This piece ran at POLITICO this morning…
President Barack Obama again talked about small businesses last week. “Government can’t create jobs to replace the millions that we lost in the recession,” the president said at the White House, “but it can create the conditions for small businesses to hire more people, through steps like tax breaks.”
He’s right. But it is hard to reconcile the president’s statement with the record of his administration, which has clearly not helped “create the conditions for small businesses to hire more people.” It’s even harder when considering Obama’s insistence on higher tax rates for small businesses beginning Jan. 1.
At the risk of stating the obvious: No one is getting a tax cut — regardless of whether tax relief passed in 2001 and 2003 continues or expires. If they expire, tax rates are due to rise on Jan. 1. If they continue, rates remain the same. So the question isn’t whether to lower tax rates for this or that income bracket. It’s whether to raise taxes and on whom.
The president favors keeping tax rates the same for individuals who earn up to $200,000 and couples who make up to $250,000 and raising taxes for everyone else. He argues that Republicans, who oppose raising anyone’s taxes, are “holding middle-class tax cuts hostage” to benefit “the rich.”
As it is, raising taxes on “the rich” inescapably means raising taxes on small businesses — which is to say on job creators.
In a membership survey, the National Federation of Independent Business, the leading small-business advocacy organization, found that “75 percent of small businesses are organized as pass-through entities (sole proprietors, partnerships, S corporations, etc.) — meaning they pay taxes on their business income based on the individual tax rates.”
Small businesses are the U.S. economy’s leading driver of job creation, responsible for two-thirds of all new jobs in the past decade. Taxes, like the cost of raw materials or equipment, compete with the cost of labor within a firm’s budget. When taxes rise, fewer dollars are available to invest in other priorities, like hiring more workers.

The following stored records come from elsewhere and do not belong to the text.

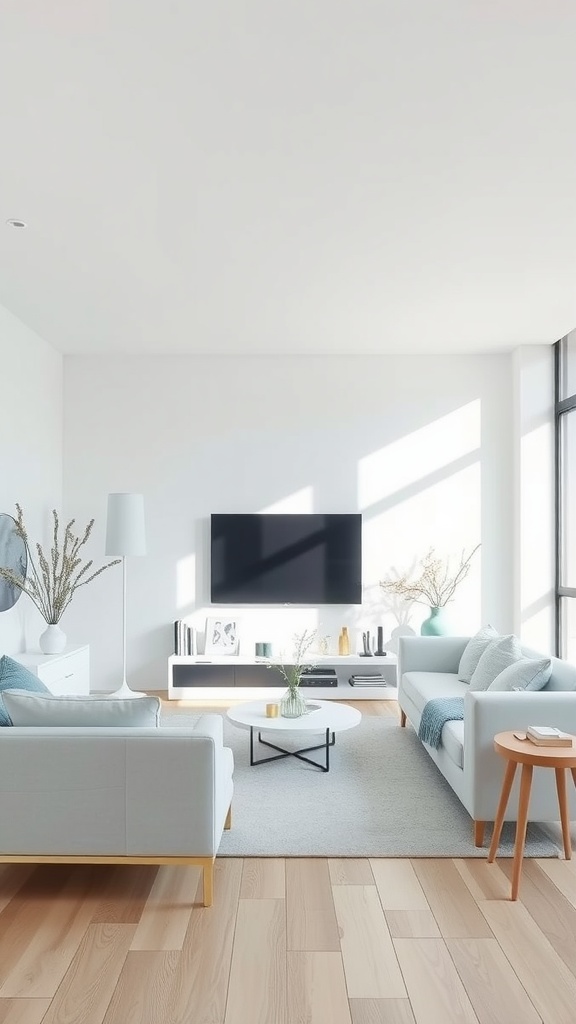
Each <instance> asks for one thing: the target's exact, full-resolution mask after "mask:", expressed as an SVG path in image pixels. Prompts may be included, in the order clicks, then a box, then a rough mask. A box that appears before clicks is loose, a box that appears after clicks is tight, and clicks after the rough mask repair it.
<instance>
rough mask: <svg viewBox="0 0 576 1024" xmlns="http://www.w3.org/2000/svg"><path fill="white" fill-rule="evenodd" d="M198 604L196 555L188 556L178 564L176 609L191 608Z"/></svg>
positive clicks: (177, 567)
mask: <svg viewBox="0 0 576 1024" xmlns="http://www.w3.org/2000/svg"><path fill="white" fill-rule="evenodd" d="M195 602H196V555H195V554H192V555H186V557H184V558H179V559H178V561H177V563H176V607H177V608H178V609H180V608H190V607H191V606H194V604H195Z"/></svg>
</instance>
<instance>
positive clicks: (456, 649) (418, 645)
mask: <svg viewBox="0 0 576 1024" xmlns="http://www.w3.org/2000/svg"><path fill="white" fill-rule="evenodd" d="M468 640H469V637H400V639H399V645H398V678H399V680H400V679H402V676H403V674H404V673H405V672H457V671H458V666H459V664H460V658H461V656H462V652H463V650H464V648H465V646H466V644H467V642H468Z"/></svg>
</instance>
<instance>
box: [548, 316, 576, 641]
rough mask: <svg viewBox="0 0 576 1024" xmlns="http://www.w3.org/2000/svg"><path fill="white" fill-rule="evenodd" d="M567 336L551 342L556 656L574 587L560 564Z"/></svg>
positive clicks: (554, 605) (554, 620)
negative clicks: (553, 412) (564, 573)
mask: <svg viewBox="0 0 576 1024" xmlns="http://www.w3.org/2000/svg"><path fill="white" fill-rule="evenodd" d="M568 338H569V335H565V336H564V338H561V339H560V341H557V342H556V344H554V346H553V347H554V561H556V564H554V645H556V654H557V656H558V657H563V656H564V654H565V649H564V633H563V615H562V599H563V598H565V597H568V598H573V599H576V587H565V586H563V585H562V583H561V581H562V564H563V556H564V551H565V530H564V522H563V508H564V502H563V451H562V422H563V416H565V415H566V414H567V413H572V412H574V411H576V393H575V394H571V395H568V396H567V397H565V398H563V397H562V386H563V380H562V372H563V362H564V361H565V359H566V357H567V352H568Z"/></svg>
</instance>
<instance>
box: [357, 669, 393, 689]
mask: <svg viewBox="0 0 576 1024" xmlns="http://www.w3.org/2000/svg"><path fill="white" fill-rule="evenodd" d="M348 683H349V684H351V686H386V685H387V683H386V681H385V679H384V677H383V676H382V673H381V672H378V670H377V669H374V672H373V673H372V674H370V673H369V672H364V673H362V672H358V673H355V674H354V675H353V676H351V677H349V679H348Z"/></svg>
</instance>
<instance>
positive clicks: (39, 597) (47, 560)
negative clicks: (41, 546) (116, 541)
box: [0, 505, 121, 654]
mask: <svg viewBox="0 0 576 1024" xmlns="http://www.w3.org/2000/svg"><path fill="white" fill-rule="evenodd" d="M16 513H17V517H16V520H15V523H16V525H15V530H16V534H17V535H18V536H19V537H20V538H22V540H23V541H24V543H25V545H26V548H27V552H28V569H27V573H26V575H18V573H17V572H14V571H13V570H12V569H9V568H6V567H2V566H0V577H1V578H2V579H3V580H5V581H6V582H7V583H10V584H12V585H13V586H14V587H17V588H18V589H19V590H22V592H23V593H24V594H27V595H28V597H29V598H30V600H31V601H32V603H33V604H34V605H35V606H36V608H37V609H38V611H39V612H40V614H41V615H42V618H43V620H44V622H45V623H46V630H45V631H44V633H42V635H41V637H40V649H41V650H42V651H43V653H44V654H59V652H60V651H61V650H64V648H65V647H66V634H65V633H64V632H63V630H61V629H60V627H59V622H60V618H61V616H63V615H64V613H65V611H66V609H67V608H68V606H69V604H70V602H71V601H72V598H73V597H74V595H75V593H76V591H77V590H78V589H79V588H80V587H85V586H86V584H87V583H91V581H92V580H95V578H96V577H97V575H99V574H100V573H101V572H104V571H105V569H109V568H111V566H112V565H117V564H118V563H119V562H120V561H121V559H120V558H116V559H115V560H114V561H112V562H107V564H106V565H101V566H100V567H99V568H98V569H96V570H95V571H93V572H92V571H91V569H92V565H93V562H92V559H89V560H88V561H86V562H84V564H82V557H81V555H80V549H81V548H83V547H84V545H85V544H86V543H87V541H88V539H89V537H90V534H91V532H92V527H93V525H94V520H93V519H90V522H89V523H88V524H87V526H86V527H85V529H84V532H83V534H82V535H78V536H77V535H76V534H75V532H74V531H73V526H74V524H75V521H76V520H75V519H71V520H70V522H69V523H67V525H66V527H65V530H64V539H60V523H59V518H58V514H57V512H56V510H55V509H53V510H52V519H53V526H52V546H51V548H50V552H49V554H47V555H46V554H45V553H44V550H43V548H42V547H41V545H40V544H36V545H35V550H36V555H34V554H33V552H32V548H31V545H30V542H29V539H28V531H27V529H26V526H25V523H24V513H23V510H22V508H20V506H19V505H16Z"/></svg>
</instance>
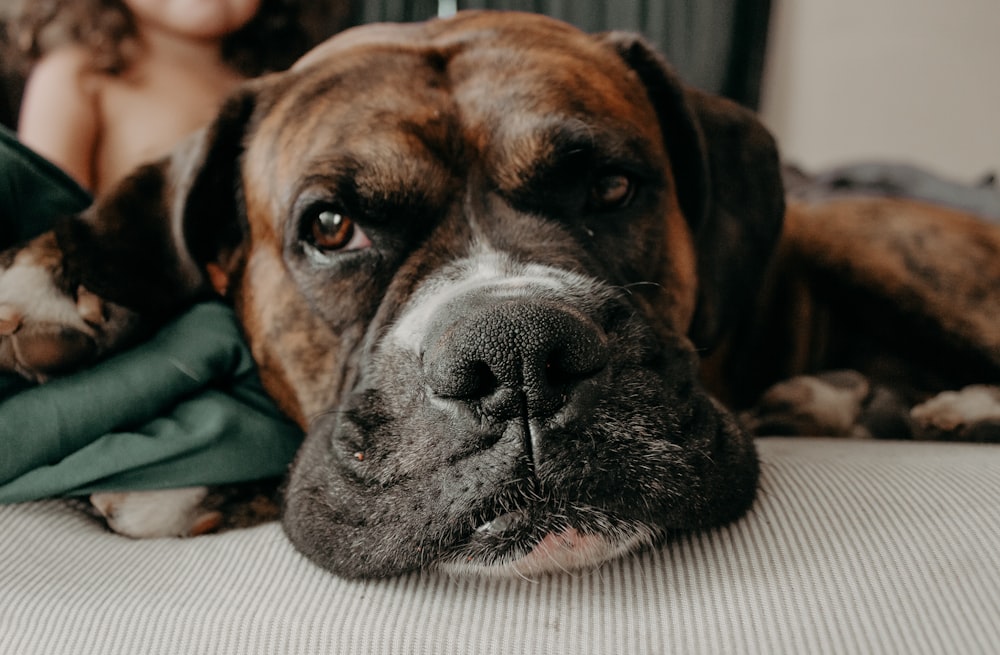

With demand down for goods and services in this recession, a higher tax burden would only further reduce the capital these small businesses need to expand and hire more workers.
This is why 31 House Democrats recently announced their opposition to the president’s plan to raise taxes in a public letter sent to House Speaker Nancy Pelosi (D-Calif.).
“We have heard from a diverse spectrum of economists, small-business owners and families who have voiced concerns that raising any taxes right now could negatively impact economic growth,” they wrote to the speaker. “Given the continued fragility of our economy and slow pace of recovery, we share their concerns. … We urge quick passage of legislation to extend the tax cuts so that American families and businesses have the certainty required to plan and make informed decisions. The sooner we act, the sooner our nation’s economy will benefit.”
A big part of their argument is to give businesses “the certainty required to plan and make informed decisions.”
Businesses are forward looking. They budget; they plan. They incorporate projected tax burdens into their budgets and plans. The threat of higher taxes tomorrow is enough to stifle hiring and investment today.
Last Wednesday, 39 House Democrats joined with every Republican in voting to stay in session, end the uncertainty and block this impending tax increase.
The president should follow their lead and do as he says: “Create the conditions for small businesses to hire more people.”
Rep. Bill Cassidy of Louisiana serves as an assistant whip for the House Republican Conference and as a member of the Republican Study Committee.